Trans mountain tunnel in Colorado, United States

The Laramie-Poudre Tunnel is an early transmountain tunnel in the U.S. state of Colorado. The tunnel transfers water from the west side of the Laramie River basin, which drains to the North Platte River, to the east side Cache la Poudre River basin that drains to the South Platte River. The tunnel is about 11500 ft long with variable diameters with a minimum diameter of about 5.3 ft. The diameter varied due to the different material mined through and the erosion of almost 90 years of water flow. It is located at about 8400 ft elevation with about a 1.7 degree down slope.
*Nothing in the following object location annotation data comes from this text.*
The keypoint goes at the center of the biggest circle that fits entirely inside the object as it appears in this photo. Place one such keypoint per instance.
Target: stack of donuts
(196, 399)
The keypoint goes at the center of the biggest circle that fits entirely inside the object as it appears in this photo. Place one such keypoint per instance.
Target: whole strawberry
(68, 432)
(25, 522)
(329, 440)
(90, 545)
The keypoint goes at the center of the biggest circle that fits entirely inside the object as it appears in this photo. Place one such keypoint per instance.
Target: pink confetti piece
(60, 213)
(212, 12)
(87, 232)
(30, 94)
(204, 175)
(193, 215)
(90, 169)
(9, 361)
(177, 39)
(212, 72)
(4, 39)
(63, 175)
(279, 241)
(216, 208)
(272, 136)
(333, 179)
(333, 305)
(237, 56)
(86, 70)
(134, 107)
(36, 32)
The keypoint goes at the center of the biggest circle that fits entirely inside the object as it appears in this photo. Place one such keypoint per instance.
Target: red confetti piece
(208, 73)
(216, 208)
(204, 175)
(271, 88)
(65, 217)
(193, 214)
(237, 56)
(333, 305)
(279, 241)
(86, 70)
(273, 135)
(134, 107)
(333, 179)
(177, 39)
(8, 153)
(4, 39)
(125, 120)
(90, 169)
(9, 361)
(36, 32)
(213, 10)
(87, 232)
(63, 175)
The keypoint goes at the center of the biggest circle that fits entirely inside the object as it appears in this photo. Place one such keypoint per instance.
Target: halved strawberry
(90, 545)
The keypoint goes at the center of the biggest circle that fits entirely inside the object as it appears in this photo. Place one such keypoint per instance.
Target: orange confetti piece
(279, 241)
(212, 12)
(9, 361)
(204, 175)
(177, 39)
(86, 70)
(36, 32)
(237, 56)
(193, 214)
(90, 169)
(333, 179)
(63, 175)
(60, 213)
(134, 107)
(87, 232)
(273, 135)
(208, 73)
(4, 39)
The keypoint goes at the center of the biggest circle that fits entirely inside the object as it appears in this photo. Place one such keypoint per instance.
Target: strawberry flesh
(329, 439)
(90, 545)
The Laramie River lies about 225 ft higher than the Cache La Poudre River at this location separated only by a mountain ridge. The Laramie-Poudre Tunnel is located about 45 mi west-northwest of Fort Collins, Colorado, about 20 mi south of the Wyoming border and about 25 mi north of Rocky Mountain National Park. It was built between 1909 and 1911 for the Laramie-Poudre Reservoirs & Irrigation Co. to convey water from the Laramie River to the Poudre River for Front Range irrigation. The tunnel was driven for the purpose of conveying through the divide 800 cu.ft of water per second.

"Work on the power-plant for operating the tunnel was begun Dec 1st 1909. The Hydro-electric power-plant was erected on the west bank of the Cache-la-Poudre, nearly opposite the eastern portal. "Repauno 60-per cent. gelatine" was used along with German Insolid and Z.L. fuse were used for blasting, with exception where the granite was really hard and tough. There were about 60 people employed with skills ranging from helpers, muckers, mechanics, stable-helpers, blacksmiths, book keeper and foremen. These were arranged in an 8-hr shift.
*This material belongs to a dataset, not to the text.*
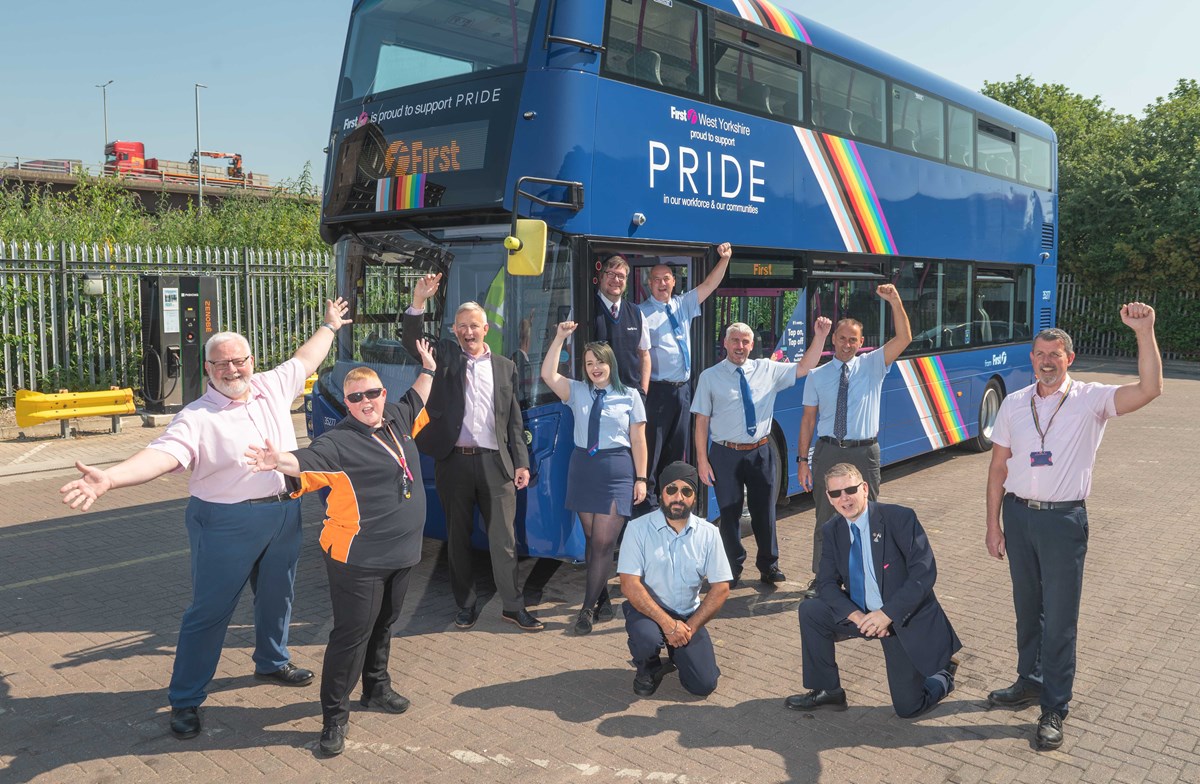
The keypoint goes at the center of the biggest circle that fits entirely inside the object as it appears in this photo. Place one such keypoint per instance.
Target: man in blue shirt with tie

Court battles between Colorado and Wyoming over water rights prevented operation until 1914 (Case 1995).

As a result of the court battles the tunnel is restricted to a maximum of 9.9 m3/s of water from the Laramie river instead of its designed 22.7 m3/s. Most of the flow occurs during the peak snow melt season of mid May to mid July. The Laramie-Poudre Tunnel typically transfers about 14,000 acre ft (17,300,000 cubic meters) from the Laramie River basin to the Cache La Poudre Basin. Agriculture users typically use about 450,000 acre ft and municipal users use a further 75,000 acre ft in the Cache La Poudre drainage basin.

In the spring of 2000 after almost 90 years of use, part of the tunnel collapsed, requiring extensive rebuilding of part of the tunnel. This rebuild cost $4,500,000 and took from November 2000 to May 16, 2001.

Greeley, Colorado partnered with North Weld County Water and the Fort Collins-Loveland Water District to purchase the Laramie Poudre Tunnel in 2006.